PALM BEACH COUNTY, Fla. — It's a lesson plan you're not used to hearing about in schools: child trafficking.
Florida is the first state in America to make child trafficking a part of the curriculum, and starting next semester, the School District of Palm Beach County will start this important conversation in its schools.
Inside a production studio, you'll find Dawn Marie working on her most passionate piece yet.
"I feel like it’s not for nothing anymore," said Marie. "I feel like I’m using what happened to me to help others."
Marie said she’s a survivor of sexual abuse and child trafficking.

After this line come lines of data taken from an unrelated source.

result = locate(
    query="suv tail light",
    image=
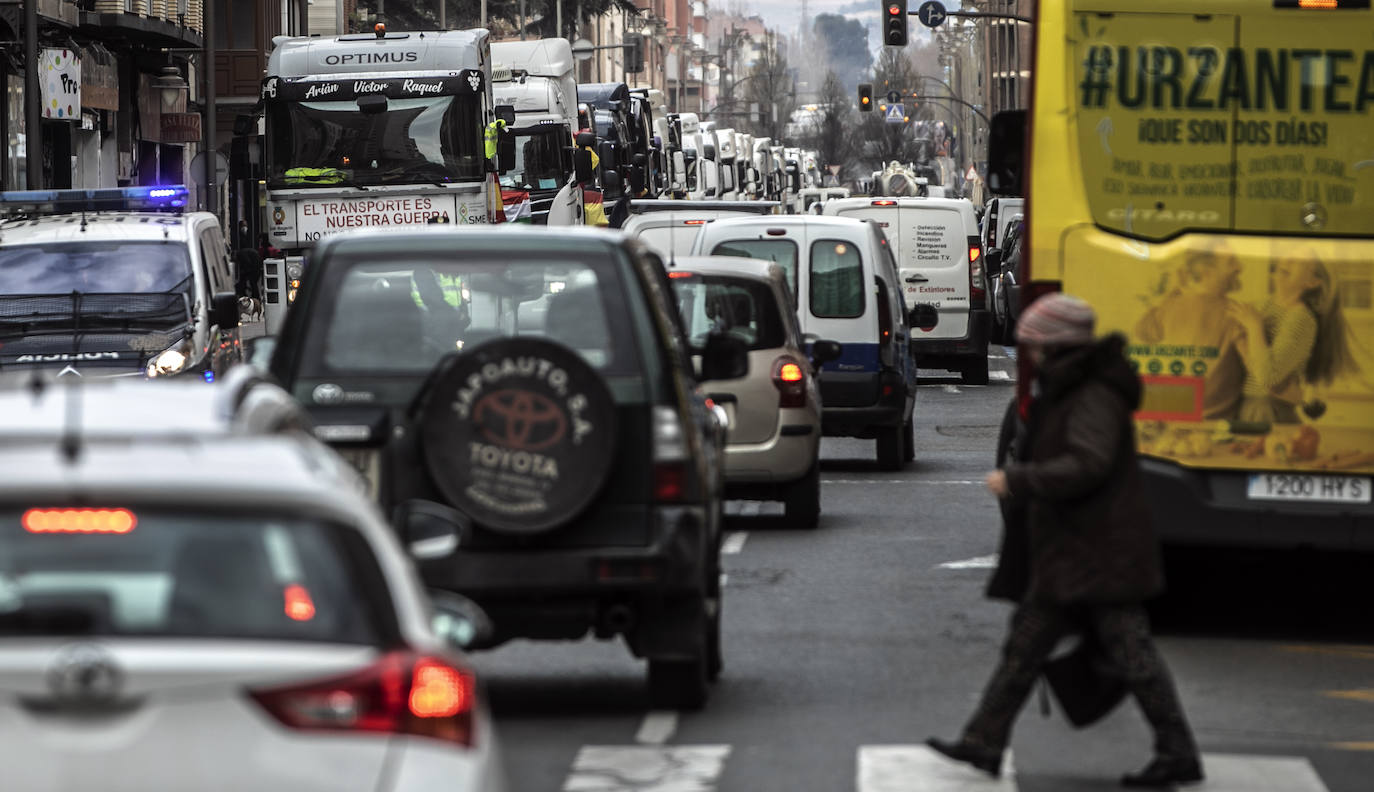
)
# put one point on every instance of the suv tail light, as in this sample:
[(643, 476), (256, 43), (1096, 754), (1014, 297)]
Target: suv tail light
[(671, 455), (976, 293), (401, 693), (790, 380)]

"From the age of 4, 5, 6, 7 I was molested over and over again. Like, I’m still fighting this battle. I still suffer from PTSD," said Marie, who has documented her story and others in hopes of educating a new generation. "Yes, kids can look out for each other. They can look for warning signs in their peers if they see that their friend might be someone who is potentially being trafficked."
Starting next semester, students K-12 in the School District of Palm Beach County will be getting a lesson on child trafficking prevention and education. In September, the state Board of Education voted to make it a requirement.
According to the Florida Department of Education, the state is ranked third in the nation for reported human trafficking cases. Nearly 20 percent of those cases involved minors.
"We’ve heard about it, but we’ve never actually talked about it on a serious level," said 19-year-old Weidmayer Pierre.
After hearing Marie's story, Pierre and a group of young men took a pledge to help prevent human trafficking. Now he’s hoping this new rule will start the conversation earlier before it’s too late.
"Be an advocate for someone who doesn’t have a voice," said Pierre.